Roll the dough out on a dry work surface to 1/8-inch thickness. Gently lift the dough from the edges to allow for contraction. Cut dough into 4-inch rounds. Knead together the scraps, cover with plastic, and set aside.
Fill the rounds of dough by placing a heaping tablespoon of filling in the center of each round. Be careful not to let the filling touch the edges of the dough where it will be gathered together and closed. A good way to keep the filling in the center is to lower the spoon with the filling over the center of the dough (parallel to it) and use your fingers to slide the filling off the spoon and into the center of the dough circle—or just use your fingers and no spoon. Place several pine nuts on top of the filling; this method works better than adding the nuts to the filling because it’s easier to be sure each fatayar has enough nuts.
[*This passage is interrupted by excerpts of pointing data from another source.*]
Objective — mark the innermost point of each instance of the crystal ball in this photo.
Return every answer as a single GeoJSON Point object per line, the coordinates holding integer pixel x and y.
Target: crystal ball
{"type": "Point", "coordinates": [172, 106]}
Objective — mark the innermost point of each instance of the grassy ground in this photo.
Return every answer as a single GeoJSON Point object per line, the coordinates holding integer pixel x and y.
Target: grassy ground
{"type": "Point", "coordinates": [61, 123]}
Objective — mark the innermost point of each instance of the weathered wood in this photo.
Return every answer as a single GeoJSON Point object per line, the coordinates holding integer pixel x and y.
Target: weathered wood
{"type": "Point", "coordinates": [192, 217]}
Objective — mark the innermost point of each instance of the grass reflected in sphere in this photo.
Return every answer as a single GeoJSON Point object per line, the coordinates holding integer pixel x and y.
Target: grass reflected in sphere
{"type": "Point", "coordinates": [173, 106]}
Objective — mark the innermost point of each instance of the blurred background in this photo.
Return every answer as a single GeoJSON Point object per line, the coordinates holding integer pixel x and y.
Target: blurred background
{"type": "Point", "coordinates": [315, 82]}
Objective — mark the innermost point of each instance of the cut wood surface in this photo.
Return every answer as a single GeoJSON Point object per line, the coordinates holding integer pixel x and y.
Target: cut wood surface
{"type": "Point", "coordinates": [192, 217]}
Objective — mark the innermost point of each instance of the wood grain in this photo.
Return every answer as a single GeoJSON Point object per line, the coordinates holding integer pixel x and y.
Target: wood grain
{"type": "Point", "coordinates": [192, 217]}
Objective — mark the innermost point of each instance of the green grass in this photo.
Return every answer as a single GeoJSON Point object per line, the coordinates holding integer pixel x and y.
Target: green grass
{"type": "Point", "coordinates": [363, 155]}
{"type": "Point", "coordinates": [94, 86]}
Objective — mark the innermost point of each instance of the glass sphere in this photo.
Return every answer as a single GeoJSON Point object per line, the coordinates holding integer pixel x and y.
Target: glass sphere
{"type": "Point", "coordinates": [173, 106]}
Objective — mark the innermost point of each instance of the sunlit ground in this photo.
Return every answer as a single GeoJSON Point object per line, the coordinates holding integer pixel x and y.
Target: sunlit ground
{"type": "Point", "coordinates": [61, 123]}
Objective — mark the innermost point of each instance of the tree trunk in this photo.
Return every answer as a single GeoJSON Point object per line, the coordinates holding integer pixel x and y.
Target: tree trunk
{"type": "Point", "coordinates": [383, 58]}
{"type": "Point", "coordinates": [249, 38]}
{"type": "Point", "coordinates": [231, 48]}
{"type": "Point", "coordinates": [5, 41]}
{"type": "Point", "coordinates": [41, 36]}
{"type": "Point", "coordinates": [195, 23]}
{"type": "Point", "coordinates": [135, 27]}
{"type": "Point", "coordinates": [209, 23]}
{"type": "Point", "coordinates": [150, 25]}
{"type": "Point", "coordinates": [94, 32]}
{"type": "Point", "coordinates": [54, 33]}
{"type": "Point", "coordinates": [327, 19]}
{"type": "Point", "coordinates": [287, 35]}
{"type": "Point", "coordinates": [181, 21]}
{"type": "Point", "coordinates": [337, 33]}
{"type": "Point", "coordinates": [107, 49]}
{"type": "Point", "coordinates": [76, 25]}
Bring three sides of the dough together in the center over the filling and pinch into a triangle. Close the dough firmly, continuing to shape the fatayar gently as you pinch the seams closed. It's also okay to leave an opening at the top of the fatayar.
Place the fatayar on the baking sheets and generously brush or spray the dough with olive oil. Bake in the middle of the oven for 18-20 minutes, or until golden brown.
Repeat the process with the other half of the dough, then with the scraps that have been kneaded together and left to rest for a few minutes before rolling out.